White progressives have to learn how to talk beyond their bubbles if they want to effectively resist the hatred perpetuated by Trump’s campaign and victory. The white progressive’s ability to achieve real resistance to white supremacist norms is a matter of life and death, in a time when someone deemed too racist to be a federal judge can be tapped to be attorney general.
We can’t afford for white progressives to stay in their echo chambers. Our lives are literally at stake.
And yes, progressive white folks in the mainline church, this goes for you too.
White progressive folks in the church share superficially edgy Facebook statuses and think getting likes from other white progressives fulfills the requirement of denouncing privilege. They put on safety pins, yet never seem to hear us when black, brown, and queer folks say that’s not going to stop us from getting hate crimed and killed at disproportional rates. They choose to focus on themselves, writing endless think pieces centered in white panic and hypothetical danger instead of sharing first-person thoughts from people who could actually be victims of the surging hate crimes in the U.S. or whose videotaped murders likely wouldn’t result in a guilty verdict.
True allyship requires amplifying the voices of those of us who have been yelling “Black Lives Matter”; asking to use the restroom of our choice; saying “Mni Wiconi” to the Black Snake; demanding water that isn’t poisonous; and saying our loved ones belong here even if they weren’t born here. Oppressed people have been crying out to white progressives for amplification as a means to liberation, and now that we need it more than ever, white progressives—who have the least to lose—are ignoring us and obsessively talking to each other about their grief.
Meanwhile, folks like me have been grieving our oppression since its inception. This grief thing ain’t nothing new; white progressives are just choosing to honor its validity because they’re finally getting a taste of the fear associated with it.
Hey white progressives: It’s time to move beyond self-congratulatory activism.
Do the work with your racist relatives. Don’t run from that difficult family dinner or Facebook fight. Engage where others don’t feel safe. It’s not my job, or the job of any person of color, to engage with people about racism politely, or at all, when we aren’t perpetuators of it. White progressives not engaging with racists must realize the fact that they can even choose to engage without real risk is a privilege. Don’t confuse the inconvenience of engaging racists with the real danger people of color face when doing the same engagement.

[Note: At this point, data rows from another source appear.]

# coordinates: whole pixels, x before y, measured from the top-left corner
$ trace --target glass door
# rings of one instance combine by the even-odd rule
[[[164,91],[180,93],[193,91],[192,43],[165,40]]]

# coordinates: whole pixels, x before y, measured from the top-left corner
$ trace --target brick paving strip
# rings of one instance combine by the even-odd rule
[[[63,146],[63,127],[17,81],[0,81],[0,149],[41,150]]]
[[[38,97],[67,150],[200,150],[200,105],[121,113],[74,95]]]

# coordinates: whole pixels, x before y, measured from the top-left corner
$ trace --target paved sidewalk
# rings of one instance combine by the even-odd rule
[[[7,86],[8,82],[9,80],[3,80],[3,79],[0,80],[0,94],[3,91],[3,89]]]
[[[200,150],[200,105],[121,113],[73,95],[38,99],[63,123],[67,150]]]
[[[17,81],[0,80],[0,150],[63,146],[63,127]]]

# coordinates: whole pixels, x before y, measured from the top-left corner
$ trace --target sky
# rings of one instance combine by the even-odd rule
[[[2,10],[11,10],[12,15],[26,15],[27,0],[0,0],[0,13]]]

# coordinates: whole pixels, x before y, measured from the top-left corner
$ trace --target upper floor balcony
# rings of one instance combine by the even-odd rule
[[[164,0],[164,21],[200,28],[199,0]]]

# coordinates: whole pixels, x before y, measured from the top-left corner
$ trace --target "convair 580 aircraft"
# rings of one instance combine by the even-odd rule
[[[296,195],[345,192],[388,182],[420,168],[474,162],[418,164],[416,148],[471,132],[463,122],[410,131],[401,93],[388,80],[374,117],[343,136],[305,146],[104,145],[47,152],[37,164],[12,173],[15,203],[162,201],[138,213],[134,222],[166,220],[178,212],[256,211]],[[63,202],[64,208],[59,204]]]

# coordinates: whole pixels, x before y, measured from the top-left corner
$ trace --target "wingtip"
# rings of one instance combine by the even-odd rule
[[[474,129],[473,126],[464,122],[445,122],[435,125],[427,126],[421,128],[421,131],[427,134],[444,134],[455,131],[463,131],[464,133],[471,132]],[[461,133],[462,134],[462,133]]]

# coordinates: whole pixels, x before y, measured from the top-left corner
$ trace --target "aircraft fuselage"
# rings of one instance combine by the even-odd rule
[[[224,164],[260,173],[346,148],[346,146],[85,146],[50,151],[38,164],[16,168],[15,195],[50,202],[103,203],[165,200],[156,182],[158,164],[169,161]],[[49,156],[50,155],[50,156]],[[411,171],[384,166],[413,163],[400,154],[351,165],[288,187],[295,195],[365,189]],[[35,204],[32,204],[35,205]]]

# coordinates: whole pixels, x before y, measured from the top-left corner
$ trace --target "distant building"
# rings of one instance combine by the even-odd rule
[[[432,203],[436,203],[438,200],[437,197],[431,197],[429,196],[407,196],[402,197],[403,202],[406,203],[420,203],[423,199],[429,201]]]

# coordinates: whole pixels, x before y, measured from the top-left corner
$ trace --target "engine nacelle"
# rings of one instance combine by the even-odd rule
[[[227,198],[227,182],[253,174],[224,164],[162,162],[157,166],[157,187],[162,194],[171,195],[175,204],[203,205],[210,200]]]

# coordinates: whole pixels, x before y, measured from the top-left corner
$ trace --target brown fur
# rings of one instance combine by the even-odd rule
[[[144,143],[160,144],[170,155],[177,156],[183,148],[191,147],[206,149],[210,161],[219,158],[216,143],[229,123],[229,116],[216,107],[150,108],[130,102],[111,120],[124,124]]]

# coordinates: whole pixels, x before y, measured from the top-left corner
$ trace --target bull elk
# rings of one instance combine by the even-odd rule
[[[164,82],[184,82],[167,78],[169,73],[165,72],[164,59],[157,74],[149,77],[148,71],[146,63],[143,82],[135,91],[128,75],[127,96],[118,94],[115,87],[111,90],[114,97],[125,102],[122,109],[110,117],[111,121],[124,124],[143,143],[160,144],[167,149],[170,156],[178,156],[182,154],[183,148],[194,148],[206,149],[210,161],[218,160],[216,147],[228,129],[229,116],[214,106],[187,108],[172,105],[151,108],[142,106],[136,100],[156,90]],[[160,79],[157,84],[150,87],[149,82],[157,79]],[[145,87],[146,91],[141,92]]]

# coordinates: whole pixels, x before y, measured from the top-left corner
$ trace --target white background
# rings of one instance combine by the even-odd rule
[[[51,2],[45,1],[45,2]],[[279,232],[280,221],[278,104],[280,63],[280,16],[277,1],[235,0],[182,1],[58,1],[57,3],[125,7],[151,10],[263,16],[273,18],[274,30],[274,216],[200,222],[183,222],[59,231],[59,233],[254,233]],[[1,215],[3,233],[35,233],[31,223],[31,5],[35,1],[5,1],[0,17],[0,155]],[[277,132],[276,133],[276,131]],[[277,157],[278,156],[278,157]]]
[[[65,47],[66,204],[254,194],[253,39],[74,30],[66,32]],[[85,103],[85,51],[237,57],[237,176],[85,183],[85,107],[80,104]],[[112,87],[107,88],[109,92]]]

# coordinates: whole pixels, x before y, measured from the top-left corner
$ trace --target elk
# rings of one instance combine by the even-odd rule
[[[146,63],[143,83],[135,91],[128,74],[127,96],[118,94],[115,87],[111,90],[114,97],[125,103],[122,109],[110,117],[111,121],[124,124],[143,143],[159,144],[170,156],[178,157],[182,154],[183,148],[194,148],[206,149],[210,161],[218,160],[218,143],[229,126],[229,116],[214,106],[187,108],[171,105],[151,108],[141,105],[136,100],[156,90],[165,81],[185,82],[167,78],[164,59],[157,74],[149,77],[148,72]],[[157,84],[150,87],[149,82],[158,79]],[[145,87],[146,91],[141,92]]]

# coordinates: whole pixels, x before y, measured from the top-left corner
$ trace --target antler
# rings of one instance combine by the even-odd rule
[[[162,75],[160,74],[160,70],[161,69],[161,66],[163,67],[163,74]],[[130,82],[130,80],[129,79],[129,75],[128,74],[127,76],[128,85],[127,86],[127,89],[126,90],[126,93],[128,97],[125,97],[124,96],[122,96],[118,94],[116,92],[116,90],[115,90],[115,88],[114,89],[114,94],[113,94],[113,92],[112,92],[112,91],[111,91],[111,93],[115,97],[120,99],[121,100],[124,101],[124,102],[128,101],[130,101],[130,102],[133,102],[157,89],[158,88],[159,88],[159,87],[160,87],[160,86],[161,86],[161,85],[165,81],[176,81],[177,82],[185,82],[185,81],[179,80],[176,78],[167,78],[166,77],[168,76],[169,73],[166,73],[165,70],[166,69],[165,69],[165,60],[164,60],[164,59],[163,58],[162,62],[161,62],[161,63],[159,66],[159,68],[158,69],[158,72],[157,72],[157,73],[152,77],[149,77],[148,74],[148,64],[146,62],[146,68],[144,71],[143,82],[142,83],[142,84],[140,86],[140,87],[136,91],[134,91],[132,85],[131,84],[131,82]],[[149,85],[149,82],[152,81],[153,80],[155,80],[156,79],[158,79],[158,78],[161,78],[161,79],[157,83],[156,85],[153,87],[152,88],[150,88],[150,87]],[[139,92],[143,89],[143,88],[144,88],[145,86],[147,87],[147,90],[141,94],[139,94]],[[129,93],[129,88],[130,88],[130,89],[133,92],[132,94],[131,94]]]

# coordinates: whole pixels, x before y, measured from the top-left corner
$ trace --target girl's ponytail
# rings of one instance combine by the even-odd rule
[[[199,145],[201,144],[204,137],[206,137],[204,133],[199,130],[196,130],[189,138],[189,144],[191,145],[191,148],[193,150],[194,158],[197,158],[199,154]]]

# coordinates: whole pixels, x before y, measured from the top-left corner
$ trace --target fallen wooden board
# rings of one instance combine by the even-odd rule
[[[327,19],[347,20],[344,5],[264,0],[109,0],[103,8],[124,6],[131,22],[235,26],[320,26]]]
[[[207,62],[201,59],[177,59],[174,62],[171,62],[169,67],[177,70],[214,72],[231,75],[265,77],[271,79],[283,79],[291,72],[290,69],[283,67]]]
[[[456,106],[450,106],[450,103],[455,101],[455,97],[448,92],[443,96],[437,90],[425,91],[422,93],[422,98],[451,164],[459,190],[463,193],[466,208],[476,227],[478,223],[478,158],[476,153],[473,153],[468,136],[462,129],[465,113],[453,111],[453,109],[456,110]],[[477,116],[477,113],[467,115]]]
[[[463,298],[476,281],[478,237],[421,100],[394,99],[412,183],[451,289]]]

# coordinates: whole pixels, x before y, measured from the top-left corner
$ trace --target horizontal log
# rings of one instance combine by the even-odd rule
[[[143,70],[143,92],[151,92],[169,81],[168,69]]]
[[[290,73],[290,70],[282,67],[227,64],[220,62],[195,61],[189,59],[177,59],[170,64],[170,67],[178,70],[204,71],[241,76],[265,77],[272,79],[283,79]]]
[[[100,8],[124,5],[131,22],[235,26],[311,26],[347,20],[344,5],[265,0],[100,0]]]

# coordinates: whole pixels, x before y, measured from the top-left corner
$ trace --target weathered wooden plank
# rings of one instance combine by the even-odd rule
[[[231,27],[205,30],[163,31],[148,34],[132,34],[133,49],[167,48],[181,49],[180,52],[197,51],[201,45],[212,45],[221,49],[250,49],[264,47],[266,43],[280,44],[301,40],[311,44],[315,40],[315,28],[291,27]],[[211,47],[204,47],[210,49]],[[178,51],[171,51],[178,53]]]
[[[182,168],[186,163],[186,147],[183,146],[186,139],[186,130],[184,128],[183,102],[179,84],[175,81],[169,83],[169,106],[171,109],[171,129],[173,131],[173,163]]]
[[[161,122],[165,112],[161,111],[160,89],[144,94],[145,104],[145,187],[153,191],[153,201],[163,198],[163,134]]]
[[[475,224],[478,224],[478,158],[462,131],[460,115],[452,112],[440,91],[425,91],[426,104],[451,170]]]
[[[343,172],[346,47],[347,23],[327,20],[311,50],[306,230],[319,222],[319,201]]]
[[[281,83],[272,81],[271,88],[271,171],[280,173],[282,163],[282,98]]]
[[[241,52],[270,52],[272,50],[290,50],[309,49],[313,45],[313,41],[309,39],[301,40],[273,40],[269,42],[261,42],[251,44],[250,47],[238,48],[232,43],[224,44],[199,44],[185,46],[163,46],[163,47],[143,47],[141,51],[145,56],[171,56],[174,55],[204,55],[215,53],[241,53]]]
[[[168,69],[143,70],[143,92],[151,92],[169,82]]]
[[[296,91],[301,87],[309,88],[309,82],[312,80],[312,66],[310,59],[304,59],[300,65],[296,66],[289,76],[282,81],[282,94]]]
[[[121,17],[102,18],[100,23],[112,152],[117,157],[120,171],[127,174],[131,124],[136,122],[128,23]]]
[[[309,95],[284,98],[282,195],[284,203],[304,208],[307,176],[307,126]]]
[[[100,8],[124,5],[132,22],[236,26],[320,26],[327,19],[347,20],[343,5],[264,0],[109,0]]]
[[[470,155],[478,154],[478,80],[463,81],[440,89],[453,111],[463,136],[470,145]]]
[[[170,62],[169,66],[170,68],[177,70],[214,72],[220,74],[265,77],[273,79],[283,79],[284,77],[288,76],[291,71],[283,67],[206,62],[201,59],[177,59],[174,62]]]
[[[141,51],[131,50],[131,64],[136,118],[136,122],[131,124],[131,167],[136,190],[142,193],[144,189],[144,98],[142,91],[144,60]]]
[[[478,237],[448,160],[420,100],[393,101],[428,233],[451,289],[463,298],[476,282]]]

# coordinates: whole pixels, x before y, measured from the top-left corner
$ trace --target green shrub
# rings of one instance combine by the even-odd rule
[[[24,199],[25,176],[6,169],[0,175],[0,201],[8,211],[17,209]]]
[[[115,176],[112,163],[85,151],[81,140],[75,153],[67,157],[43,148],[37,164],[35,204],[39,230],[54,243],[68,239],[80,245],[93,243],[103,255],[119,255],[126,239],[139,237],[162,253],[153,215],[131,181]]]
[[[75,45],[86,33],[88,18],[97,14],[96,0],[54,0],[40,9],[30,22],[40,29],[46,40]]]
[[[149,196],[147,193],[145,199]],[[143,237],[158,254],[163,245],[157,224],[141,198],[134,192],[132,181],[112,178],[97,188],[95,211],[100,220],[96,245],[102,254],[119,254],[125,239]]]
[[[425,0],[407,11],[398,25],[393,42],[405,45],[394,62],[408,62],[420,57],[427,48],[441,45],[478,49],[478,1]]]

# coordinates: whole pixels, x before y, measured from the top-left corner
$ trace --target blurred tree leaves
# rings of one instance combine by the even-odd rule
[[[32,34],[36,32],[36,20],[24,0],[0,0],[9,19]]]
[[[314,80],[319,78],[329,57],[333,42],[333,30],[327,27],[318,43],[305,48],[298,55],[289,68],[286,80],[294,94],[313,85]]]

Do the work within yourself to ask why you’ll write Facebook posts advocating for neighborhoods that you won’t drive through until they’re gentrified. Ask yourself why you’re comfortable crying and marching now that white women are in danger but were nowhere to be found during the original Million Woman March, when the organizers and marchers were black women.
I will hold Trump supporters and the Trump administration accountable in the next four years, but I will do the same for white progressives. Just because you’re not part of the most dangerous problem, doesn’t mean you’re not a problem at all.
If you’re a white progressive and your first thought is now, “Not all white progressives,” try popping your bubble and giving this another read.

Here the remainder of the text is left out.